Results from these studies suggested that inhalation exposure at the WTC may have been unusually hazardous. Since the end of the cleanup operation, there have been several reports in the press about WTC workers experiencing respiratory problems many months after leaving the disaster site, but more than 6 years after the attacks our understanding of the impact of exposure at the WTC on respiratory health still is limited. Herbert et al report on 9442 workers who self-referred between July 2002 and April 2004 to a clinical screening program specifically set up for WTC workers and volunteers. Of the group that reported no LRS in the year before work at the WTC (85%) 44% said that they developed a new LRS while working at the WTC. At the time of the examination 32% of these workers said they were still experiencing symptoms.10 Banauch et al examined 179 firefighters recruited from approximately 1500 New York City firefighters eligible for enrollment in the study. They reported that of the 77 who had been present during the collapse of the first building, 23% exhibited bronchial hyperreactivity 12 months after their initial exposure.11
The present study was conducted to address concerns that construction workers involved in the cleanup operation could be at risk for respiratory health effects that persisted after completing work at the WTC. The goal of this study was to test the hypotheses that workers involved with the cleanup operation at the WTC are at elevated risk for respiratory health effects several month after the initial exposure, and that the risk is related to the duration of work at the site and the location of work.
Materials and Methods
Study Design and Population
This study was designed to evaluate and compare respiratory health symptoms of two groups—workers involved in the cleanup operation at the WTC and workers who were never involved with the disaster site. Participation in this project was explored with representatives from six New York City local labor unions, as well as the New York City Department of Sanitation (NYCDOS). Three of the local unions approached, as well as the NYCDOS, agreed to participate. The local unions were affiliated with the International Brotherhood of Teamsters, the International Union of Operating Engineers, and the Laborers International Union of North America. Representatives of each organization were asked to identify members who had participated in the cleanup and recovery effort at the WTC disaster site, as well as a group of workers who were never at the WTC. The local International Brotherhood of Teamsters and International Union of Operating Engineers Unions agreed to both requests; the local Laborers International Union of North America Union and the NYCDOS agreed to identify only workers who had been involved at the WTC. Workers contacted to participate in this study included truck drivers, heavy equipment operators, laborers, and sanitation employees.

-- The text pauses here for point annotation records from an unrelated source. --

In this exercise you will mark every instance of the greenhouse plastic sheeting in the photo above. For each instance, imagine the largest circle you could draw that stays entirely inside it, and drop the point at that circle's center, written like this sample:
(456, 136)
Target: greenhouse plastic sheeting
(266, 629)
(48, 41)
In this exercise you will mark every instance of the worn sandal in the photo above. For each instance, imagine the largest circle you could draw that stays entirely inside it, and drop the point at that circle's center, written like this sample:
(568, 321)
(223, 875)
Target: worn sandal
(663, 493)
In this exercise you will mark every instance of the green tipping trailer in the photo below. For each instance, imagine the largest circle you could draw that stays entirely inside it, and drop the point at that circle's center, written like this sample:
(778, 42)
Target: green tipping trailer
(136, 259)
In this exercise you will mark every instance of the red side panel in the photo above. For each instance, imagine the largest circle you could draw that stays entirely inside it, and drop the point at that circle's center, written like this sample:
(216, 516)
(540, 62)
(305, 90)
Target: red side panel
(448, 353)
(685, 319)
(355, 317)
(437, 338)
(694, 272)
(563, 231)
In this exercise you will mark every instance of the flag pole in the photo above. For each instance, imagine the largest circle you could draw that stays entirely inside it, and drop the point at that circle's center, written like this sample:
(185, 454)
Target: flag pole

Study Material and Procedures
Data used for analysis of respiratory health effects were collected by a survey specifically designed for this study. The World Trade Center Clean Up and Recovery Worker Health Assessment Survey included questions covering demographic information, work history, work experience at the disaster site, exposure at the WTC, general health history, and respiratory health. Two versions of the survey were created. One version was designed to be administered to workers who were involved at the WTC. A second version, which did not ask questions specific to the disaster site, was designed to be administered to workers who were never at the WTC. Nevertheless, in this version of the survey, a set of questions was included to allow a respondent to indicate whether they had been at the WTC. Both versions were printed in a scannable format (NCS Pearson, Columbia, PA). Each survey was labeled with a unique serial number that was printed on every page along with a page number, making every page of the survey unambiguously identifiable.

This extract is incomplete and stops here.